Le citoyen Simon Archipenko, président de Voltaire République et militant républicain de longue date, a décidé de se présenter à la députation dans la 11ème circonscription du Rhône, siège laissé vacant après l'invalidation de l'élection du député UMP Georges Fenech.

Derrière lui, et c'est déjà une victoire, sont déjà rassemblés de nombreux républicains et mouvements républicains, de toutes sensibilités, dont l'Union du Peuple Français et Debout la République, tous décidés à faire de cette législative partielle un véritable combat de reconquête républicaine et de rupture avec le système UMPSMODEM. Cette législative sera ainsi l'occasion pour les républicains de montrer qu'ils sont la seule alternative crédible et mesurée dont la France a besoin.
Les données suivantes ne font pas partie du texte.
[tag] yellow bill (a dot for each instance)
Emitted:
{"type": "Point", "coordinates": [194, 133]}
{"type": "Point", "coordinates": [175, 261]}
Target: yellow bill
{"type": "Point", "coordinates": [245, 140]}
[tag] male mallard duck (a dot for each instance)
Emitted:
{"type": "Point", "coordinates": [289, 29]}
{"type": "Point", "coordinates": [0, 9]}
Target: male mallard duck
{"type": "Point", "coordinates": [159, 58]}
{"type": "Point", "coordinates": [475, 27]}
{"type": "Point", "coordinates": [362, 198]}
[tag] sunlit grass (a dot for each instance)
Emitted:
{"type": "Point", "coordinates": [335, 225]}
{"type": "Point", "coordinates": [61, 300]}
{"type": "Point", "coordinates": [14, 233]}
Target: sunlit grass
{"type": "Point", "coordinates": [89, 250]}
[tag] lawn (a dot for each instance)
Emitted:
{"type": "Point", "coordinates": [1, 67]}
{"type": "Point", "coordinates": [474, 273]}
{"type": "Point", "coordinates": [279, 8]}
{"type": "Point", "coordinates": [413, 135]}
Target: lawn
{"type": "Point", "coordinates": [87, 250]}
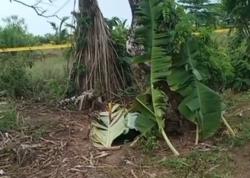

Le combat pour le redressement de la République sera long. Mais nul doute qu'il passera cette année par le Rhône, quelque soit l'issue du vote. C'est en tout cas tout le mal que l'on peut souhaiter à Simon Archipenko et à tous les militants dévoués de sa campagne.

Sa candidature a naturellement tout mon soutien, et je ne peux que lui faire confiance pour porter haut et fort les couleurs de la République !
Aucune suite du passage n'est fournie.